Funzione che Le Corbusier reinterpreta con il suo progetto, dove il bagno non é più un ambiente delimitato, chiuso e distinto dal resto della casa, ma é scomposto in sotto-ambiti funzionali, ognuno col suo livello di privacy e quindi di condivisione di momenti da vivere con chi usa i medesimi spazi. Il bagno padronale di Ville Savoye, infatti, relega in un ambito chiuso solo la parte funzionale più intima mentre pone, in corrispondenza dell'accesso della stanza, bene in vista, il lavandino, la vasca, e la celebre chaise longue in piastrelle a ridosso del letto matrimoniale.
Le singole azioni che si svolgono nel bagno vengono separate, la funzione é riletta in momenti caratterizzati da diversi livelli di intimità, i pezzi igienici vengono mostrati come preziose icone della modernità, prive di decorazioni con cui smorzare l'aspetto funzionale.
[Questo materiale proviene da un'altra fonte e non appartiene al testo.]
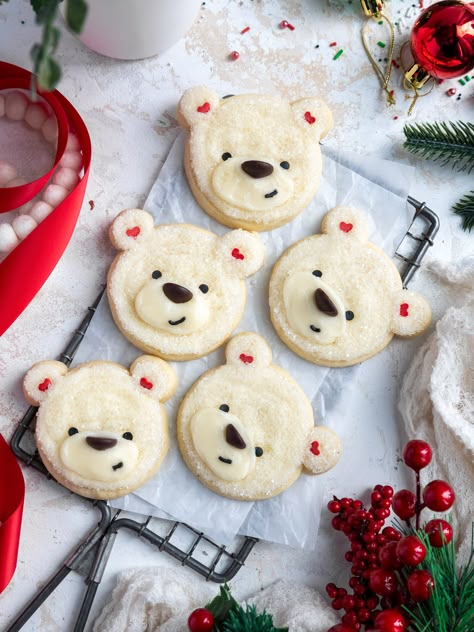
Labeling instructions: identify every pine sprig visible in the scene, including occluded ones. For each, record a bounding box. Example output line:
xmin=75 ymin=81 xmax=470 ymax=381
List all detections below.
xmin=453 ymin=191 xmax=474 ymax=232
xmin=403 ymin=121 xmax=474 ymax=173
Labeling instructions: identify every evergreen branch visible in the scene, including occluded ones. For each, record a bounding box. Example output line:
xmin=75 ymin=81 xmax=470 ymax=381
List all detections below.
xmin=453 ymin=191 xmax=474 ymax=232
xmin=403 ymin=121 xmax=474 ymax=173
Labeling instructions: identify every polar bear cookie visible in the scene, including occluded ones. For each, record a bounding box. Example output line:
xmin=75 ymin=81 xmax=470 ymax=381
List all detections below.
xmin=177 ymin=332 xmax=341 ymax=500
xmin=270 ymin=206 xmax=431 ymax=366
xmin=23 ymin=356 xmax=176 ymax=500
xmin=177 ymin=86 xmax=332 ymax=231
xmin=107 ymin=209 xmax=264 ymax=360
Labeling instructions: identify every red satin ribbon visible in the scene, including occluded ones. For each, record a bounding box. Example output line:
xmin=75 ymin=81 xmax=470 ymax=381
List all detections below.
xmin=0 ymin=62 xmax=91 ymax=336
xmin=0 ymin=434 xmax=25 ymax=593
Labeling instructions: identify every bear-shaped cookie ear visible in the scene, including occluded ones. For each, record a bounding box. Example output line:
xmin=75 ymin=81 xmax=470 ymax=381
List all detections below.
xmin=392 ymin=290 xmax=431 ymax=338
xmin=291 ymin=97 xmax=333 ymax=140
xmin=225 ymin=331 xmax=272 ymax=369
xmin=177 ymin=86 xmax=220 ymax=130
xmin=130 ymin=355 xmax=178 ymax=402
xmin=303 ymin=426 xmax=341 ymax=474
xmin=321 ymin=206 xmax=369 ymax=242
xmin=217 ymin=229 xmax=265 ymax=279
xmin=109 ymin=208 xmax=155 ymax=250
xmin=23 ymin=360 xmax=68 ymax=406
Anzi, proprio il portato simbolico di tali componenti, altrimenti viste solo come strumenti tecnologici, diviene il modo per affermare l'assolutezza e la schiettezza del moderno, privo di sovrastrutture linguistiche.
Un altro lavandino, infatti, fa bella mostra di sé, al piano terra della villa, in corrispondenza dell'ingresso, nel tratto che porta dal garage alla rampa di accesso, ben visibile da tutti nella sua essenzialità, sconvolgendo ogni criterio di decoro o di decenza, a sottolineare il bisogno di igiene, prima di entrare in casa, dopo un viaggio con una lussuosa Citroën Type C o, successivamente, con una innovativa Traction Avant.
Rispetto al panorama odierno, sia di luoghi per la cura del corpo, sia di design di pezzi igienici, i due esempi servono per tornare sul significato che tali ambienti, con le proprie componenti, posso esprimere, oltre il mero assolvimento di bisogni pratici.
L'attualità presenta la tendenza a disegnare oggetti per il bagno sempre meno riconoscibili come tali, pezzi sofisticati che, “quasi per caso”, sono in grado di svolgere la loro funzione primaria, perseguendo linguaggi, materiali e morfologie inediti, nel continuo tentativo di affrancarsi dall'originaria immagine nota a tutti. Non solo, un certo minimalismo supportato dalla tecnica suggerisce finanche l'annullamento di dettagli e supporti che si é soliti vedere in tali ambienti, proponendo oggetti quasi privi di consistenza fisica.
All'opposto però di tale esasperata ricerca tesa a cancellare l'immagine stereotipata del bagno attraverso il design delle parti, lo spazio del bagno é sempre più tradizionale, certo a volte trasparente, altre volte condiviso o localizzato in maniera originale nello spazio, comunque ben lontano dalle soluzioni rivoluzionarie degli inizi del Movimento Moderno. Di nuovo "stanze", ambienti chiusi e delimitati, espressione di principi desunti, prevalentemente, da schemi di vita codificati, promossi dai media e da banali cliché culturali.
Una riflessione su ciò che deve rappresentare la cura del corpo, la ricerca del benessere fisico, l'igiene personale nella nostra società - insomma l'intimità e la partecipazione - dovrebbe condurre, anche utilizzando oggetti che sembrano quello che sono, a disposizioni capaci di suggerire modalità di comportamento, oltre che relazionali, calate nel nostro tempo, in sintonia con le scelte di vita e l'attuale - irrequieta - cultura dell'abitare.